LA PHASE REGIONALE DU DIALOGUE INTER-MALIENS SUR DES CHAPEAUX DE ROUE

Le Dialogue inter-Maliens a mis le turbo ce week-end avec la phase régionale, Ambassades et Consulats qui a démarré ce samedi 20 avril pour s’achever le lundi 22 avril 2024. Dans les capitales régionales, les salles ont refusé du monde tout comme dans les missions diplomatiques et consulaires où l’engouement pour l’exercice a amené à dépasser le chiffre de 50 participants requis.

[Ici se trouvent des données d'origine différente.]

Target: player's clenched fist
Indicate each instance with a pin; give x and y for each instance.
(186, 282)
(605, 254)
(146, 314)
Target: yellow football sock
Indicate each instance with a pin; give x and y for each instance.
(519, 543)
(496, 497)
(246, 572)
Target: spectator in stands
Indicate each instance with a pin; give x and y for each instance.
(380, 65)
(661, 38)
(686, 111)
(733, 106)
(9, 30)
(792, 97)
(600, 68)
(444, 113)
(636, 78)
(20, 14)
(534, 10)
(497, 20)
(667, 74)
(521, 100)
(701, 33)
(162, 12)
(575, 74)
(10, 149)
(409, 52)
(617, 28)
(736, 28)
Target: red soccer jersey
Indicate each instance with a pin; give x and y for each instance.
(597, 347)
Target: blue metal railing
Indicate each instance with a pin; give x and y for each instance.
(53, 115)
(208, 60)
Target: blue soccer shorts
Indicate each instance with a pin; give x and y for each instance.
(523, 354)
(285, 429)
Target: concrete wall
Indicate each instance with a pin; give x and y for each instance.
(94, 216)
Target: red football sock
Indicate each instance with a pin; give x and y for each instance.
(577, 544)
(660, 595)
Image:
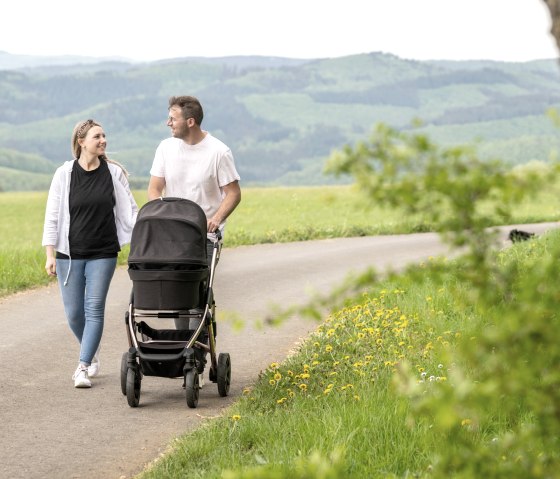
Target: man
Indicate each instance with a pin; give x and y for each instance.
(195, 165)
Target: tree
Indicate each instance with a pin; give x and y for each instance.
(554, 7)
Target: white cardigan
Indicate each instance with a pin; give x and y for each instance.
(57, 215)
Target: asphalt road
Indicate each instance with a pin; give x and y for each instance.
(49, 429)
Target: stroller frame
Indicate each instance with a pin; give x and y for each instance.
(174, 352)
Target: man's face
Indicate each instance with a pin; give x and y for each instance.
(179, 126)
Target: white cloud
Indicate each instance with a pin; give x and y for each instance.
(419, 29)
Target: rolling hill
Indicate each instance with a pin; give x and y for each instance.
(281, 117)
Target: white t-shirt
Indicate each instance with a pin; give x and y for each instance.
(195, 172)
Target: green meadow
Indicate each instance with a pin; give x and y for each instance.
(448, 369)
(265, 215)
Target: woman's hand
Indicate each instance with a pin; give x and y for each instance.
(50, 265)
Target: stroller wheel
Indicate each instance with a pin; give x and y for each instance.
(192, 387)
(212, 374)
(133, 382)
(124, 370)
(224, 374)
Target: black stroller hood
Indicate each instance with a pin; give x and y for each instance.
(169, 231)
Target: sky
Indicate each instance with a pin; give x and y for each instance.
(506, 30)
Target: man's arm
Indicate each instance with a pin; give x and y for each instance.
(155, 187)
(231, 199)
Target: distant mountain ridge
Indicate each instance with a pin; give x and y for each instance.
(282, 117)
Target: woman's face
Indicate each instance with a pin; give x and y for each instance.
(94, 142)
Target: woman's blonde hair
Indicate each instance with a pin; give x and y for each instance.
(79, 133)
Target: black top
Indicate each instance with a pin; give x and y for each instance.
(93, 232)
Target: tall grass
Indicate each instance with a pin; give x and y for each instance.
(265, 215)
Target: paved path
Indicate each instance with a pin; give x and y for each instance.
(49, 429)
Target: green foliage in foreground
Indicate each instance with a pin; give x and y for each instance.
(447, 370)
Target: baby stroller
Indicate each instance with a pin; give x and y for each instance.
(171, 279)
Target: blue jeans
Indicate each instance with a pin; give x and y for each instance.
(84, 296)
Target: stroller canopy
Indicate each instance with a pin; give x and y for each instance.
(169, 230)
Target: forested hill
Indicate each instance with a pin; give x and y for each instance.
(281, 117)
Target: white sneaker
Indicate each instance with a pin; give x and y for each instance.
(93, 368)
(81, 378)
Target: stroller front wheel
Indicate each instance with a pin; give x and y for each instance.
(192, 387)
(133, 382)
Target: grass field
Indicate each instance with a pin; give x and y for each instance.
(265, 215)
(435, 373)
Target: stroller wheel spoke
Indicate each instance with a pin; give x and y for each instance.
(224, 374)
(192, 388)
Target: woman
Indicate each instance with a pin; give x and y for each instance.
(89, 215)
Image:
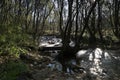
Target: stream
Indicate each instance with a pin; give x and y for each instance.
(99, 64)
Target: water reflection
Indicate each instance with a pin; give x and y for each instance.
(99, 64)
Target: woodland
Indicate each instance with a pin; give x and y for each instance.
(89, 24)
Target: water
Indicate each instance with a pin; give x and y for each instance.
(99, 64)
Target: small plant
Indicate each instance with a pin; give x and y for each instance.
(12, 69)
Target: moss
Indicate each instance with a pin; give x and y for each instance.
(12, 70)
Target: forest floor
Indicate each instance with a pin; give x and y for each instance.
(39, 69)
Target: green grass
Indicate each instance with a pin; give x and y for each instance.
(12, 69)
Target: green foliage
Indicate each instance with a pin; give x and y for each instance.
(12, 69)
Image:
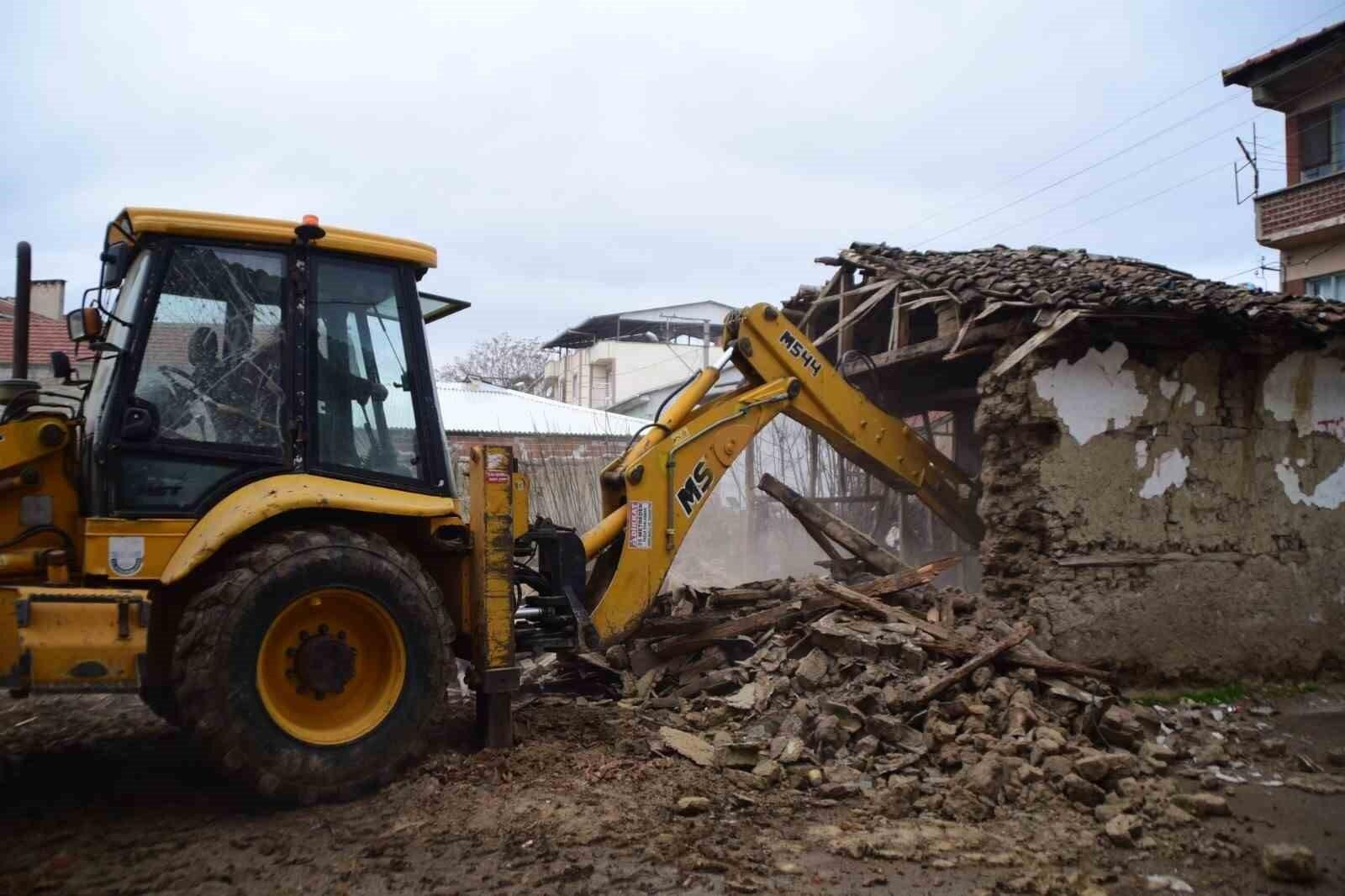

« La mauvaise gouvernance, les rebellions successives de 1963 à 2012, la mauvaise gouvernance, l’inadaptation des hiérarchies sociale par rapport à l’évolution de la société, le terrorisme, le crime organisé ont détérioré le tissu social » a reconnu le Gouverneur de Koulikoro, Colonel Lamine Kapory SANOGO dans son discours d’ouverture, en présence du Président du Comité de Pilotage, Ousmane Issoufi MAIGA. Ce dernier a rappelé les enjeux de ce Dialogue qui doit aboutir à un instrument solide de construction d’une paix durable par et pour les Maliens. « Je voudrais féliciter le gouverneur de Koulikoro pour avoir accepté d’aller au-delà des quotas de participants fixés », dira-t-il.

Ces quotas ont été dépassés également à Douentza, a reconnu le Gouverneur de la Région de Douentza, qui s’est réjoui de la participation des partis politiques. « Ils ont compris que c’est le Mali qui compte », a analysé le Gouverneur Agaly Inamoud YATTARA.

Pour la bonne tenue de cette phase qui voit le Dialogue amorcer sa vitesse de croisière, le Comité de Pilotage a dépêché deux délégués dans chacune des 19 régions et six délégués dans le District de Bamako. Dans la capitale, la salle Bazouma Sissoko a refusé du monde à l’appel du Gouverneur.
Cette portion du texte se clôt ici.